Establish a new remote work charter
Obviously, working from home is not the same as working together in person. However, many companies continue to operate as though a seismic shift has not disrupted the fabric of workplace culture.
Instead of ignoring the elephant in the room, see this as an opportunity to establish a new remote work charter. This is a moment to shed some of our less productive behavior and focus on new and emergent skills and capabilities. It’s also a moment to be emphatic.
You can start to formally establish a new remote team charter within teams and departments. What are the ground rules? Is it ok for team members to multitask during conference calls?
Are you going to hold all meetings on Zoom or are you going to embrace phone calls so that people can unload the dishwasher while having a chat?
Creating a new remote charter will provide a structure, one that begins to build a new culture for your team.
Support leaders as they find new ways to serve
Our leaders heavily influence workplace culture, but many of our leaders have depended on in-person connections to do their jobs. If they want to make an announcement, they gather the team together in person. In-person leadership isn’t an option right now. Our leaders need support.

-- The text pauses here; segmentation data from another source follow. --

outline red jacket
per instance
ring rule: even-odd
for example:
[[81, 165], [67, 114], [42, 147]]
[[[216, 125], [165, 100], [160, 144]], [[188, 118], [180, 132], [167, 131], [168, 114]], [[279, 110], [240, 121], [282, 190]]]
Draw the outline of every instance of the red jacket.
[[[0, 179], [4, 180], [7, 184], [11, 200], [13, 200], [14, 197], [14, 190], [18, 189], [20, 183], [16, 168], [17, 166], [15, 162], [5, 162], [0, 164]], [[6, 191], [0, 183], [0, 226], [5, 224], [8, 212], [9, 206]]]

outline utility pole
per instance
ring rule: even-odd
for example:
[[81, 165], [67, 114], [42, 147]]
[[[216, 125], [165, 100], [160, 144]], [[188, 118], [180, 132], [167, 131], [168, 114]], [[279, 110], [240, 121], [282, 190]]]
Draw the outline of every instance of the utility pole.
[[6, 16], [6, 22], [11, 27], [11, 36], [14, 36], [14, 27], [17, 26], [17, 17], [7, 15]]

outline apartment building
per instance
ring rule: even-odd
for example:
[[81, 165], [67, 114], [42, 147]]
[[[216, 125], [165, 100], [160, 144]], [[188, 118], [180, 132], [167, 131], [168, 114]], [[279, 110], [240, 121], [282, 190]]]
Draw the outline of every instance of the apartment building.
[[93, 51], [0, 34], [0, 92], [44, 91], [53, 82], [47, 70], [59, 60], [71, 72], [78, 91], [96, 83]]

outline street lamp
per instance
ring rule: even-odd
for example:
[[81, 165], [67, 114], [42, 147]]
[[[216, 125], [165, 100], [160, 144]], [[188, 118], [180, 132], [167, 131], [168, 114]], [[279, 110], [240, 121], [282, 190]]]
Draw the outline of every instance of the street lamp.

“Many leaders are struggling in this new territory. They’ve been leading in the same way– in person– for their careers”, said McCarty.
Company leaders may be seasoned veterans, but this is new territory for them. What is going to be the new modality? How can we support our leaders so they can create a new culture?
We need to compassionately support our leaders in this moment, asking for what they need, suggesting solutions, and reminding them of the new paths available.
This may mean making suggestions for how leaders can connect and check-in. For example, Ethan McCarty is advising a client’s senior leadership to check in every day with their direct reports.
Although some are senior vice presidents with hundreds of reports, asking direct reports “how are you doing? Are you ok today?” goes a long way in making everyone feel valued and heard.
Embrace the multiplicity of employee identities
A person’s identity is their idea of who they are. All of us have workplace identities, family identities, and many others that define how we operate in different circumstances.
Now that teams are working remotely, these identities are converging. For example, workplace identity cannot be so neatly separated from the family identity.
The more we can embrace the multiplicity of identities, the better off we’ll be. That’s because juggling multiple identities is exhausting for team members– this ongoing cognitive dissonance between identities can lead to a lack of productivity, an increase in stress, and general dissatisfaction with work.
“We can create environments at work in which people can express their vulnerability in this moment, and not be shamed for it, and not be judged for it, and instead be encouraged to grow,” said McCarty.
What does this look like in practice? It means making room for obligations outside of work. Being at home brings new responsibilities – cooking, cleaning, homeschooling, and more. Organizations that can make space for these new circumstances will gain a strategic advantage.